Judge Gabrielle Kirk McDonald, President of the ICTY, Nov. 19, 1998 Address to the U.N. General Assembly. Online. <http://www.un.org/icty/pressreal/SPE981119.htm> Accessed 10/7/02.
Following the ravages of World War II, the Nuremberg Tribunal was

created to put the world on notice that the international community would not allow such atrocities to go unpunished. Hence the phrase, "Never again." Yet, "again" and "again" such barbarity comes back to haunt us. Without a firm renewal of the commitment to the important principles underlying the work of the Tribunal, those who would slay innocents make a mockery of our pledge, "Never again." This century has been the bloodiest in human history. Sadly, the world community has been schizophrenic in its response.

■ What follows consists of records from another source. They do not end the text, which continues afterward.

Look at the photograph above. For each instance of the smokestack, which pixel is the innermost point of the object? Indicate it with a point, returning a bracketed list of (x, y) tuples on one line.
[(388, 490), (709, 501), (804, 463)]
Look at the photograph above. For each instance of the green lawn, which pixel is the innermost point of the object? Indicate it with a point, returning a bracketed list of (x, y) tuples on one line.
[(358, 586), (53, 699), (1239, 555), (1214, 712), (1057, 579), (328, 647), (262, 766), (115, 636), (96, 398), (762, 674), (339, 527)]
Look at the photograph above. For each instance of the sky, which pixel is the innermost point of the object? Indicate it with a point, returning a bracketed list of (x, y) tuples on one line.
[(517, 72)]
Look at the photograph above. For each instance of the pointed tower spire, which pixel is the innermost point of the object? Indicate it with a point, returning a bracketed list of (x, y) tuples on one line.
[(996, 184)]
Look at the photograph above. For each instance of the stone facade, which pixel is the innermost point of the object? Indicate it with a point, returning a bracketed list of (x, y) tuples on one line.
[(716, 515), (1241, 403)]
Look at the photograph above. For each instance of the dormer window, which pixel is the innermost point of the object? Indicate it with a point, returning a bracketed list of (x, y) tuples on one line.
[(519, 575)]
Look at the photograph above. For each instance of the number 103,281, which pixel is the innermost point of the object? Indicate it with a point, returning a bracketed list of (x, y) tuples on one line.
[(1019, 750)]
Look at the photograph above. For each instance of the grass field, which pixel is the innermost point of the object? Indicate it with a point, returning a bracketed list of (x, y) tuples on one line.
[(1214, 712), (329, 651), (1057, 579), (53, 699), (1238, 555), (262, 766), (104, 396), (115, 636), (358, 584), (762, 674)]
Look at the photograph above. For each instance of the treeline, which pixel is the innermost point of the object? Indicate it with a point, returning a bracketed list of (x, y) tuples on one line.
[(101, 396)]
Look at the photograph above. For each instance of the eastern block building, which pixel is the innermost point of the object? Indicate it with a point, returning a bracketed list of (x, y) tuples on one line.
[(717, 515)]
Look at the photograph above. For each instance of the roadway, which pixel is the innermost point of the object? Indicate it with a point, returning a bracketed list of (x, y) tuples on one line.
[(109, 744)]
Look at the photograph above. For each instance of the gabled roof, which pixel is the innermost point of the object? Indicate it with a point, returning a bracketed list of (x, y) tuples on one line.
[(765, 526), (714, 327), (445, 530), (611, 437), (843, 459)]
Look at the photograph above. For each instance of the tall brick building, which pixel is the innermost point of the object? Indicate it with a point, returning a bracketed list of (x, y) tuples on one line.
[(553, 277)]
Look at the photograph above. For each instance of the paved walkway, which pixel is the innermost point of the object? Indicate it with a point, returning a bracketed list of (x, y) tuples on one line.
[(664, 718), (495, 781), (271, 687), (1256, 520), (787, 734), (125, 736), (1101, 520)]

Despite the Universal Declaration of Human Rights, the adoption of the Genocide Convention, and numerous treaties proscribing such unlawful acts, international and non-international conflicts, where the targets are innocent civilians, have occurred with alarming frequency and ferocity. We cannot stand by while such atrocities are committed. For if we do, surely, we are as guilty as the perpetrators. The heinous crimes committed by the Nazi regime were allowed to happen because many bystanders looked the other way. They knew what was happening, but they feigned ignorance. They did not want to know. It was easier and safer for them not to know. They knew and they did nothing. Erwin Straub, the author of The Roots of Evil writes that a real danger of all Human Rights violations is not the perpetrator, but the bystander--because he knows and does nothing. The international community must demonstrate, not merely with words, but with deeds, its renewed commitment to transform these instruments prescribing international norms into effective tools of deterrence. It is worse to condemn behaviour and then tolerate it than to not condemn it at all. Not only is this an exercise in hypocrisy, but the effect is to render these instruments nothing more than aspirational statements--nothing more than "paper tigers."